Manche Drohgebärden, wie die kurzfristig an- und wieder abgesagten Strafzölle gegen Mexiko und Kanada, die beiden wichtigsten Handelspartner der USA, waren nur wenig versteckte Erpressungsversuche, um ihnen Zugeständnisse abzuringen. Doch bei den kürzlich verhängten Strafzöllen gegen Stahl- und Aluminiumimporte sieht dies anders aus, denn hier will Trump die US-Wirtschaft vor günstigen ausländischen Wettbewerbern schützen. Freihandel, einst die Agenda der USA und der Hauptantriebsmotor des globalen Wirtschaftsaufschwungs, spielt in Trumps Überlegungen keine Rolle. Gleiches müssen die NATO-Partner und Europa erfahren, nachdem Trump und sein Vize Vance die Ukraine fallen gelassen haben und Russlands Diktator Putin, de facto Carte Blanche für seine imperialen Machtansprüche gegeben haben: US-Hilfen an die Ukraine werden reduziert und für die bisherigen fordert man Kompensation in Form von Wirtschaftsdeals rund um Seltene Erden. Mit Russland will man bilateral einen Diktatfrieden aushandeln, bei dem die Europäer nicht mitreden dürfen, aber anschließend die Folgen und die Friedenssicherung tragen sollen - alleine.
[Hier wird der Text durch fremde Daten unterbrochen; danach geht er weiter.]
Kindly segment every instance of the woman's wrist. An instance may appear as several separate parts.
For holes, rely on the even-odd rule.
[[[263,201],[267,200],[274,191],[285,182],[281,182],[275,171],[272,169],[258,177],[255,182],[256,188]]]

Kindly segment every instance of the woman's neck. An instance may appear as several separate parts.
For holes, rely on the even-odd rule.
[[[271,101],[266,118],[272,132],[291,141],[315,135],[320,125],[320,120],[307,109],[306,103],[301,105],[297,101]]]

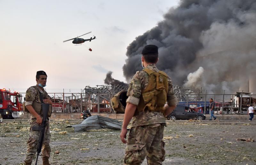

Und gleichzeitig sollen die übrigen NATO-Partner künftig viel mehr Geld für ihre Verteidigung ausgeben, während die USA sich dem Pazifik zuwenden. Langfristig will Trump mit China und Russland ein Rüstungsabkommen, um die Militärausgaben zu halbieren.
Weltimperator Trump agiert nicht strategisch, sondern taktisch, sogar spontan. Der kurzfristige Sieg zählt für ihn, der beste, schnellste Deal, nicht die langfristigen Auswirkungen. Und das versetzt auch die Börsen zunehmend in Aufregung. Denn die größten Erfolge feiert man dort, wenn man auf langfristige Trends setzt und auf die größten Gewinner dieser Entwicklungen. Kurzfristiges Traden bringt nur selten nachhaltige Erfolge und lässt öfter Verluste zurück als Gewinne. Dieser Missklang wird uns wohl die ganze Amtszeit von Trump begleiten und stören. Vielleicht gewöhnen sich die Börsen aber auch daran wie an ein nerviges Hintergrundgeräusch. Trump als Tinnitus. Einfach nur lästig – und doch omnipräsent.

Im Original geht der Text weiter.